Beim Wiederentdecken von Topical Harvest, meiner ersten LP von Kriegel (MPS 1976), fällt auf, wie intelligent und elegant da einer Gitarre gespielt hat.
Außerdem hat Volker Kriegel wunderbare Bücher geschrieben und illustriert, z.B. das vom Rock'n' Roll König:
Der König liebte den Rock'n' Roll über alles in der Welt. Oft saß er nachts allein in seinem Thronsaal und spielte auf seiner wertvollen alten Martin-Gitarre die unvergänglichen schönen Songs von den Beatles und den Stones. "Pool On The Hill" war noch immer sein Lieblingslied, und er sang es mit seiner angenehmen Stimme, nicht zu laut, oft mehrmals hintereinander.
Eigentlich war der König ziemlich musikalisch. Er verfügte nicht nur über die bereits erwähnte, recht wohlklingende Stimme, der König hatte sich darüber hinaus im Lauf der Jahre recht ordentliche Kenntnisse über Harmonien und Akkorde angeeignet, er besaß ein außergewöhnlich gutes Gedächtnis für Songtexte, und über sämtliche Neuerscheinungen auf dem Plattenmarkt war er stets bestens informiert.
Trotz allem aber war der König sehr unglücklich.
Es gab da ein Problem, das ihm mehr und mehr zu schaffen machte. Der König hatte nämlich, rundheraus gesagt, ein äußerst beschissenes Timing.
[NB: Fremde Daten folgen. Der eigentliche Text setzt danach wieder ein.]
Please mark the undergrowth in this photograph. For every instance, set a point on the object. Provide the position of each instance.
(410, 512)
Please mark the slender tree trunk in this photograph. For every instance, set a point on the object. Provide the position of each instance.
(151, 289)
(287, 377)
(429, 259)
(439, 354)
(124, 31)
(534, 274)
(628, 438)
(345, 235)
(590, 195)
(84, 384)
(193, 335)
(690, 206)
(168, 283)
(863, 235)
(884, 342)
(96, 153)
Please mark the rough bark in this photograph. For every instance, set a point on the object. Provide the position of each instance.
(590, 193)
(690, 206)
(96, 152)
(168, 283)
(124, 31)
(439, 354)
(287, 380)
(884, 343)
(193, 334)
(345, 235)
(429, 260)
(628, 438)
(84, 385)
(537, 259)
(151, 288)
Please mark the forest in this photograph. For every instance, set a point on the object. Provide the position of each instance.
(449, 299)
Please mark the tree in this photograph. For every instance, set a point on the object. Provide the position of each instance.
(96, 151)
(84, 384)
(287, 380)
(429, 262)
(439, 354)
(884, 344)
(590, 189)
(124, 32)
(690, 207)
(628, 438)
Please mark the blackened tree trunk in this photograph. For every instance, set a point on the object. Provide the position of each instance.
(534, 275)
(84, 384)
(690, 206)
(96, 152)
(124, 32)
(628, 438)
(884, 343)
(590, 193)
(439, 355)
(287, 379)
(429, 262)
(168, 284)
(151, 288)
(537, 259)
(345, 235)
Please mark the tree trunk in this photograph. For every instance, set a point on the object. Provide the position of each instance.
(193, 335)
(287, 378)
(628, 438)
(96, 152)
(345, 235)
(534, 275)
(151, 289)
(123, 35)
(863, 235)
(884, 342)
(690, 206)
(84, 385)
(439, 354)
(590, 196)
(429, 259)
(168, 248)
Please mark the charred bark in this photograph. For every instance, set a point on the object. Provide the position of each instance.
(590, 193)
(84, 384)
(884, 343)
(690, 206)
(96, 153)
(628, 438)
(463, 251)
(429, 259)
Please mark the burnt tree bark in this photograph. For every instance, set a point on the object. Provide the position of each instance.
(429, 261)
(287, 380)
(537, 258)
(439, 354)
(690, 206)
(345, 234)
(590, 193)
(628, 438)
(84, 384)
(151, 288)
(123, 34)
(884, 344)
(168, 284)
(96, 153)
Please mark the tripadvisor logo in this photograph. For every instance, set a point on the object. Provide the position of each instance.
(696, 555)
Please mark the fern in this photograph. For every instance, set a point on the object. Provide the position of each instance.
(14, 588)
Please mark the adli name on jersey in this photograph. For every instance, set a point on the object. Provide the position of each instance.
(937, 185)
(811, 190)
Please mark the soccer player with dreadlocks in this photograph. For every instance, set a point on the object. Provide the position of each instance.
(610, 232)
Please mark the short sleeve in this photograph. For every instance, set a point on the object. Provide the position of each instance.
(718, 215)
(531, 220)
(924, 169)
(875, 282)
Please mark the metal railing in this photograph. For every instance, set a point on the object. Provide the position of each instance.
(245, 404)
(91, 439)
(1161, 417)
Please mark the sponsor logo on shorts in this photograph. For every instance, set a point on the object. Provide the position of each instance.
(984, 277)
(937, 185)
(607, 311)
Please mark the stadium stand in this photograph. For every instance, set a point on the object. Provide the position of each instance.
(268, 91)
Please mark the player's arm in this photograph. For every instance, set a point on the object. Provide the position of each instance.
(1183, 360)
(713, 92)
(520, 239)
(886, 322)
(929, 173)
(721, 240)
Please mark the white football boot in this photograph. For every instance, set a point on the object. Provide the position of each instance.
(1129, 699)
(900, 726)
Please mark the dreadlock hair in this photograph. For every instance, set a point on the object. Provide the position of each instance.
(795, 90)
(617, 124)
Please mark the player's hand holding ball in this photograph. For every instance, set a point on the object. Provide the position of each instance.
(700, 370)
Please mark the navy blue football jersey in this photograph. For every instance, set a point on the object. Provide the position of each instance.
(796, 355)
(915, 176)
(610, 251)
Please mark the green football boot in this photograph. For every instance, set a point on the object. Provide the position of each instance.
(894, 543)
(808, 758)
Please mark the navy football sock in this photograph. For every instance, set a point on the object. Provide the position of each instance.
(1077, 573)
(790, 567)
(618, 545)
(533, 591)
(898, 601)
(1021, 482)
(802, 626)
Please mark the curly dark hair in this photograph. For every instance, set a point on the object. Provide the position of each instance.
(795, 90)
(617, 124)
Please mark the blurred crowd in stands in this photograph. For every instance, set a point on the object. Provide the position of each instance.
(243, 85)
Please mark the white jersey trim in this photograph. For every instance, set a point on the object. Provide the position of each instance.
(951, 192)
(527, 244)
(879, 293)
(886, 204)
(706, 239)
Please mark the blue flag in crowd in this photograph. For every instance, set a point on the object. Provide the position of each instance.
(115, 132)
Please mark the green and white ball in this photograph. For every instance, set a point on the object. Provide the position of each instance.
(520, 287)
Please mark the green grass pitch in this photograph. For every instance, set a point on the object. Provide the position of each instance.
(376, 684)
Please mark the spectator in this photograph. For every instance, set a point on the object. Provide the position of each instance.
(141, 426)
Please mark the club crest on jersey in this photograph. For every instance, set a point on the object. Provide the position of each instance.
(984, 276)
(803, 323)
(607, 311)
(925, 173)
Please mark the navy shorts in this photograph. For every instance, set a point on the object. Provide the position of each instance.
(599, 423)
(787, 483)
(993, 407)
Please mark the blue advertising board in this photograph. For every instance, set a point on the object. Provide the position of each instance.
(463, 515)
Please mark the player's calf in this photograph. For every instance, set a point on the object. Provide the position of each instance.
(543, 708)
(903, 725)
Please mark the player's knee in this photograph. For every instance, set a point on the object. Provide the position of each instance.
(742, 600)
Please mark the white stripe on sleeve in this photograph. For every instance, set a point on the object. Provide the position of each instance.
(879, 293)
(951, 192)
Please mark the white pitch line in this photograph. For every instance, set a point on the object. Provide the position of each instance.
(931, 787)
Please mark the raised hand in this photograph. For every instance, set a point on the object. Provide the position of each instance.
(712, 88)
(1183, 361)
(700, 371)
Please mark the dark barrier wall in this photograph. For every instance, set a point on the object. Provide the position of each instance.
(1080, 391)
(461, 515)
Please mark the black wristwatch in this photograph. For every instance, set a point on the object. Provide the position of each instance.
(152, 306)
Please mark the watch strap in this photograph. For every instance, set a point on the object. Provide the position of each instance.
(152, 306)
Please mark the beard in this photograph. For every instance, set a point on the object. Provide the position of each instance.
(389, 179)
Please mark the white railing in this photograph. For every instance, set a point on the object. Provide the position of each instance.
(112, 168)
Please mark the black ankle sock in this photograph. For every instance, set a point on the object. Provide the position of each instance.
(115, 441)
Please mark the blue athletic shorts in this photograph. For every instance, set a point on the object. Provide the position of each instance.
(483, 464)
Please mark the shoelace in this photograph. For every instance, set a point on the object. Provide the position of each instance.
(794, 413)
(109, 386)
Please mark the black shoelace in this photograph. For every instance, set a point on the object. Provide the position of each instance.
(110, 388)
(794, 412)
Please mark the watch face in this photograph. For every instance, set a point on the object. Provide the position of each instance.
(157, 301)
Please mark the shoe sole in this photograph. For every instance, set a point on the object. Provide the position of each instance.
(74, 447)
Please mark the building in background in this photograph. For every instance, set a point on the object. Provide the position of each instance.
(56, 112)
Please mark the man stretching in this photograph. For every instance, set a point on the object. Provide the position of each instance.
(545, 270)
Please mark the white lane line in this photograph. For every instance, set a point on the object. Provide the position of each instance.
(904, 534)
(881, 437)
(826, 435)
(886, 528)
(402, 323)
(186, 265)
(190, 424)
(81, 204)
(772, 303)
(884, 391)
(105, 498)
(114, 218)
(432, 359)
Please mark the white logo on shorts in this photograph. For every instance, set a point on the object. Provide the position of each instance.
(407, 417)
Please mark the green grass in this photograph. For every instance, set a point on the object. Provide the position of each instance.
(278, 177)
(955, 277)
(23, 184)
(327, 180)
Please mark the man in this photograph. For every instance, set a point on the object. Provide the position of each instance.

Oder anders ausgedrückt: es mangelte dem armen König an einem elementaren Gefühl für Rhythmus. Und ein geradezu abartiges Verhältnis hatte er zu den Pausen. Wenn er ein ganz schlichtes Lied sang, beispielsweise "I Can't Get No Satisfaction", dann kippte er spätestens bei der kleinen Pause zwischen "I Can't Get No -" und "- Satisfaction" hoffnungslos aus dem Takt, und fast nie gelang es ihm, jemals wieder den rhythmischen Anschluß zu finden.
Und so nahm das Verhängnis seinen Lauf.
Die Einleitung war eben vorüber, "I Can't Get No", hatte der König gerade gesungen - da passierte es, in der kleinen Pause zwischen "I Can't Get No -" und "- Satisfaction": eine plötzliche Verwirrung überkam den König, ein jäher rhythmischer Abgrund tat sich auf, sozusagen ein leeres Nichts ... der König hatte eine Sekunde zu lange gezögert, wie so oft an dieser Stelle. In der verzweifelten Hoffnung, durch irgendein Wunder doch noch im richtigen Rhythmus zu landen, schob er viel zu hastig das Wort "Satisfaction" hinterher, obwohl ihn bereits die schmerzliche Gewißheit durchzuckte, daß es nichts mehr zu retten gab.
Schwindel und Panik überkamen unseren König, ohne ein Wort der Erklärung floh er hastig von der Bühne.
In dem jungen Mann, der fünf Minuten später unbemerkt das Schloß verließ, hätte beim besten Willen kein Mensch unseren König erkannt.